[Solved] Editing the alphabet's based on position information

I do have a file of the following format

file 1

>SAM
ATGCTCCTTAGCTACGTAGCAAGTAGAAAAAA
AGCGCGAGCATTGAAGCGGAGGAGAGGAGGA
TGAGATGATGACCCAGTATAAAGAGTGATGAT

like this above file. file 1 has 1000's of lines. I would like to edit this file1 using the information from file2 (see below), by replacing the 4th alphabet or alphabet at the position 4 C with T; 10th position alphabet A to C ......61th position alphabet G to A and 66th position alphabet A to C.
file 2

4 C T
10 A C
19 G A
38 G T
61 G A
66 A C

I am expecting the output file, file 3 with the edits.

>SAM
ATGTTCCTTCGCTACGTAACAAGTAGAAAAAA
AGCGCTAGCATTGAAGCGGAGGAGAGGAAGA
TGCGATGATGACCCAGTATAAAGAGTGATGAT

Please let me know the best way edit this file1 and create the new file 3 using awk or sed or perl

Your data doesn't looks like having length of 66 , as per the question.

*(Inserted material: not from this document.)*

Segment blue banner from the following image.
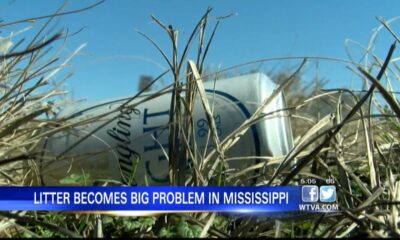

No it doesn't have a length of 66. In the second file, file2 shows the position on file1 where the edits has to be done. The actual file have 1000's of letters. Hope this helps

What have you tried?

first split the string with perl (see example 4 here) then check and replace according to position and letter ...

Your sample output file does by no means fit the edits defined in file 2 applied to file1, e.g. line 2 pos 10 should have become a C ; and where does line 2 pos 29 A come from?
Please post representative samples, and your solution attempts so far.

Counts don't go for each line. It starts from position 1 and goes continuously to the end of the file. It is not counted separately for each line. Hope this makes it clearer. I tried to put in it all in a hash using perl but was not successful in getting the output

So - how do you count <newline> chars?

That is where i am not able to proceed. On thing in the real file that I am using to edit has exactly 60 alphabet in each line.

Try this

awk     'NR==FNR        {F[$1]=$2; R[$1]=$3; next}
                        {for (i=1; i<=NF; i++) if ($i == F[++CNT]) $i=R[CNT]}
         1
        ' file2 FS="" OFS="" file1
ATGTTCCTTCGCTACGTAACAAGTAGAAAAAA
AGCGCTAGCATTGAAGCGGAGGAGAGGAAGA
TGCGATGATGACCCAGTATAAAGAGTGATGAT

I am getting the same file1 as output with out the edits. Am I missing some thing

Strange. I used your file1 and file2, and you see the result above being what you requested as an output.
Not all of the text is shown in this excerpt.